Наталья Рубанова - Короткометражные чувства
«Да, похоже, жизнь — самая мыльная из всех опер. Резонно?» — спросил я сам себя. «Нет», — ответил внутренний голос, который я уже и не пытался онемечить, а потому вспомнилось вот что: «Don't trouble trouble until trouble troubles you, it only doubles trouble and troubles othes too».[26] Поговорка времен Литинститута. Ее времен.
…и очень захотелось поговорить. Я набрал в легкие воздух и подошел к таксофону (до отеля-таки не дотянул). И набрал. Ее набрал.

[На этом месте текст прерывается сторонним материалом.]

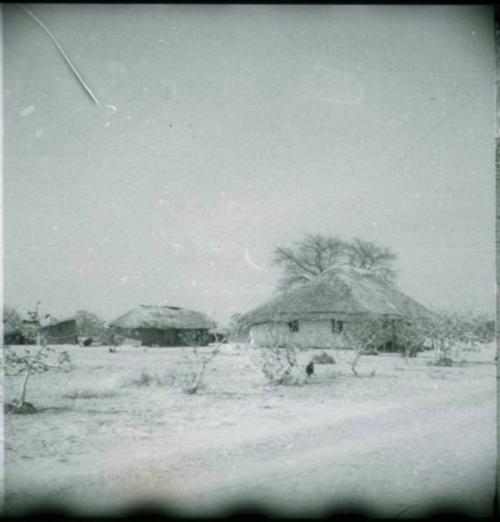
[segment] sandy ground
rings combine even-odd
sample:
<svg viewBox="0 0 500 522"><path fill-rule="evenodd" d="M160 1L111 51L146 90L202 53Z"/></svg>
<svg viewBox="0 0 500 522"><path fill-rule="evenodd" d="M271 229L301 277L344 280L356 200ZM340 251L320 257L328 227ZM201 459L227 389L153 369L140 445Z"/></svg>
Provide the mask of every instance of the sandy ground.
<svg viewBox="0 0 500 522"><path fill-rule="evenodd" d="M493 513L494 345L453 368L366 356L359 378L339 360L294 387L269 386L248 348L226 346L198 395L182 391L182 350L68 350L71 373L30 384L41 411L5 416L7 514L41 500L89 515L139 501L193 515L242 502L285 516ZM6 379L7 400L19 384Z"/></svg>

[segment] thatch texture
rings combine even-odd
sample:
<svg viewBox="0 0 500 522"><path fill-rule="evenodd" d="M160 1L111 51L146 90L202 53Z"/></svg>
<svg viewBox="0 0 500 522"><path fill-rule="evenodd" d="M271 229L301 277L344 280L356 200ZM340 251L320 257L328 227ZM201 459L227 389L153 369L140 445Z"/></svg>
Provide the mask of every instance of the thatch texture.
<svg viewBox="0 0 500 522"><path fill-rule="evenodd" d="M332 267L300 287L248 312L240 323L253 326L296 319L353 319L376 314L391 318L429 315L427 308L366 270Z"/></svg>
<svg viewBox="0 0 500 522"><path fill-rule="evenodd" d="M169 330L169 329L210 329L216 324L205 314L185 310L176 306L141 305L110 324L123 330L138 328Z"/></svg>

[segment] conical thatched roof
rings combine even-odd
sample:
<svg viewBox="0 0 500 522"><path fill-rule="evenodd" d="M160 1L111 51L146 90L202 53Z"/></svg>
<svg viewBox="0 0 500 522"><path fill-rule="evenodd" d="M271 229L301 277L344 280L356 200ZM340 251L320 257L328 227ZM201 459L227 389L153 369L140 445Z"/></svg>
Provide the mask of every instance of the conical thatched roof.
<svg viewBox="0 0 500 522"><path fill-rule="evenodd" d="M283 292L248 312L241 324L331 319L376 314L389 317L428 316L427 308L366 270L332 267L314 280Z"/></svg>
<svg viewBox="0 0 500 522"><path fill-rule="evenodd" d="M141 305L109 323L123 329L155 328L167 330L178 329L210 329L215 322L201 312L185 310L178 306Z"/></svg>

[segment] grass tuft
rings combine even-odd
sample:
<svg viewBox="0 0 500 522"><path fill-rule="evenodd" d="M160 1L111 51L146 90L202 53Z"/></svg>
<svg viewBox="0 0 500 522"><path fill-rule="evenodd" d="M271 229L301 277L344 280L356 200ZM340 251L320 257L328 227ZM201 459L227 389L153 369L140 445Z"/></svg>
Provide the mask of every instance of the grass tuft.
<svg viewBox="0 0 500 522"><path fill-rule="evenodd" d="M75 387L62 394L64 399L110 399L118 395L113 388Z"/></svg>

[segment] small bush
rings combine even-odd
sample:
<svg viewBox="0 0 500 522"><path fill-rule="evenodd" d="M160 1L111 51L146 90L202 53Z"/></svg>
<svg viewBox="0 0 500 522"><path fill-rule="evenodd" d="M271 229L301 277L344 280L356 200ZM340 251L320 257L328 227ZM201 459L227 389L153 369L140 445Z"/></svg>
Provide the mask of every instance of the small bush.
<svg viewBox="0 0 500 522"><path fill-rule="evenodd" d="M190 336L186 335L185 339L186 344L189 344ZM194 340L196 341L196 339ZM205 370L220 354L221 345L211 345L211 350L208 353L206 351L203 353L199 348L199 346L194 345L189 351L183 351L185 367L181 377L184 381L183 391L189 395L195 395L199 390L205 389L203 382Z"/></svg>
<svg viewBox="0 0 500 522"><path fill-rule="evenodd" d="M134 379L132 383L135 386L152 386L153 384L159 384L158 379L148 372L141 372L141 375L137 379Z"/></svg>
<svg viewBox="0 0 500 522"><path fill-rule="evenodd" d="M297 367L286 369L279 377L274 375L274 384L281 384L282 386L302 386L305 382L305 377L300 373Z"/></svg>
<svg viewBox="0 0 500 522"><path fill-rule="evenodd" d="M431 366L453 366L453 360L449 357L440 357L437 361L431 361Z"/></svg>
<svg viewBox="0 0 500 522"><path fill-rule="evenodd" d="M320 354L314 355L312 358L315 364L335 364L335 359L332 355L327 354L325 351Z"/></svg>
<svg viewBox="0 0 500 522"><path fill-rule="evenodd" d="M168 372L154 375L143 370L138 377L133 377L124 383L124 386L170 386L177 380L175 373Z"/></svg>

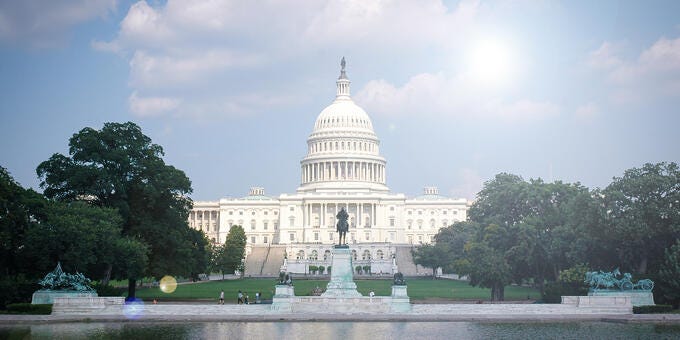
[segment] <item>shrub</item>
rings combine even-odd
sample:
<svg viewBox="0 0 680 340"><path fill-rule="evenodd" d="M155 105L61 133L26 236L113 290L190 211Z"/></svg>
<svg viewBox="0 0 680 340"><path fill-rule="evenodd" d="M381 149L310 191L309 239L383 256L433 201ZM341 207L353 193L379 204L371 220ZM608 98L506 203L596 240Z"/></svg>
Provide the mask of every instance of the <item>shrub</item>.
<svg viewBox="0 0 680 340"><path fill-rule="evenodd" d="M332 268L332 266L328 266L328 268L326 268L326 272L327 272L328 274L331 273L331 268Z"/></svg>
<svg viewBox="0 0 680 340"><path fill-rule="evenodd" d="M562 296L582 296L588 294L588 288L564 282L546 283L542 300L545 303L560 303Z"/></svg>
<svg viewBox="0 0 680 340"><path fill-rule="evenodd" d="M673 306L671 305L650 305L633 307L633 314L659 314L670 313L671 311L673 311Z"/></svg>
<svg viewBox="0 0 680 340"><path fill-rule="evenodd" d="M326 270L326 267L324 266L319 266L319 274L323 274L323 272Z"/></svg>
<svg viewBox="0 0 680 340"><path fill-rule="evenodd" d="M356 266L356 268L354 268L354 271L355 271L357 274L361 274L361 266Z"/></svg>
<svg viewBox="0 0 680 340"><path fill-rule="evenodd" d="M309 272L312 274L316 274L316 271L319 270L319 267L317 266L309 266Z"/></svg>
<svg viewBox="0 0 680 340"><path fill-rule="evenodd" d="M10 303L31 302L33 292L40 289L37 280L28 280L23 276L0 280L0 309Z"/></svg>
<svg viewBox="0 0 680 340"><path fill-rule="evenodd" d="M100 282L93 284L92 288L97 291L97 295L99 296L123 296L123 293L126 291L125 288L102 285Z"/></svg>
<svg viewBox="0 0 680 340"><path fill-rule="evenodd" d="M371 274L371 266L363 266L361 269L364 271L364 273Z"/></svg>
<svg viewBox="0 0 680 340"><path fill-rule="evenodd" d="M30 303L11 303L7 305L10 314L52 314L52 305L32 305Z"/></svg>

Гудки гулкие, тягучие. Как ветер морской — и холодные. Как Балтика. Трубку долго не брали. Слишком долго. А потом резкий женский голос прозвучал одними гласными. Как будто выругался. И в то же время пропел. Ошибка? Я набрал еще: то же самое. Я думал, что подойдет этот самый Тууленсуу, и был уже готов сбросить. Но кто эта женщина? Его мать? Сестра? Домработница? Лишь потом я догадался, что молчал в ухо самой Снежной Королевы.
Я повесил трубку, выпил в баре еще сто пятьдесят (очень хорошая водка!) и поехал в отель, где долго лежал в кровати, не шевелясь. Сказать по правде, впервые в жизни мне было еще хуже, чем два года назад: тогда умер мой лабрадор. Шикарный пес. От рака печени. Умнейший пес. Выл ночи напролет. Такая легкая эвтаназия… Мне не хотелось жить после той больницы.
Лежа в финском отеле, я будто стал им: обреченным животным. Рак души — всегда летальность: бессмысленное существование белкового тела. Которое, хоть и может быть просто телом, все же не имеет на то права. Не имеет! И все. Баста. Я знаю, о чем говорю.
Есть, спать и размножаться, следуя лучшим традициям соединяющихся полов всех стран, явно не хотелось. Я смотрел в потолок и думал о ней. Мне не нужны были Хельсинки и по большому счету, и по малому — к тому же они не подарили мне сразу того восторга… в общем, не подарили. Может быть, умышленно. Но мне достаточно было дышать с ней одним воздухом. Ааа-ууу… Гласные буквы. Очень много гласных букв, из-за которых я лежу в отеле чужой страны и складываю из огромных ледяных глыб ВЕЧНОСТЬ. Чтобы. Освободить. Ее. Из заточения. Снежной. Королевы. Это глупо, да? Как же это глупо, черт!! Ааа… Я и сам понимал нелепость… Ууу… нелепость, и точка. Аааууу!!!
Чтобы не свихнуться, на следующий день я отправился на остров Суоменлинна (никогда не выговорить без ошибки) да посмотрел на церковь в какой-то скале с безумным названием Темппелиаукио; от подробностей избавлю. А потом опять позвонил ей. Я не мог иначе! Хотя бы раз в жизни стоит испытать такое. А больше, наверное, не бывает, а если и «да», то в виде исключения: человек не может любить бесконечно… разных людей: душевные шины изнашиваются. Чувства притупляются. Начинаются сравнения. Подсчеты просчетов: «А ведь я мог тогда и не…» Выдвижные ящички памяти захламляются тем, что уже невозможно выбросить. Так хлам становится ношей; так в него можно напиться. В общем, ехать с подобными шинами становится невозможно. Или очень непросто. Я не буду объяснять почему. Не могу больше никому ничего объяснять! Просто не вижу смысла. Вообще… не вижу смысла. Где-то я видел открытку, смешную и очень дельную: с внешней стороны нарисованы лица — много разномастных лиц: белых, желтых, черных, красных… Какая-то веселенькая надпись. И многоточие. А внутри: «Но у всех людей есть общее свойство: ОНИ НАПРЯГАЮТ». Напрягал ли я ее, когда звонил? Не знаю. Но, может, она хотя бы немного скучала по России, и мое внеплановое явление…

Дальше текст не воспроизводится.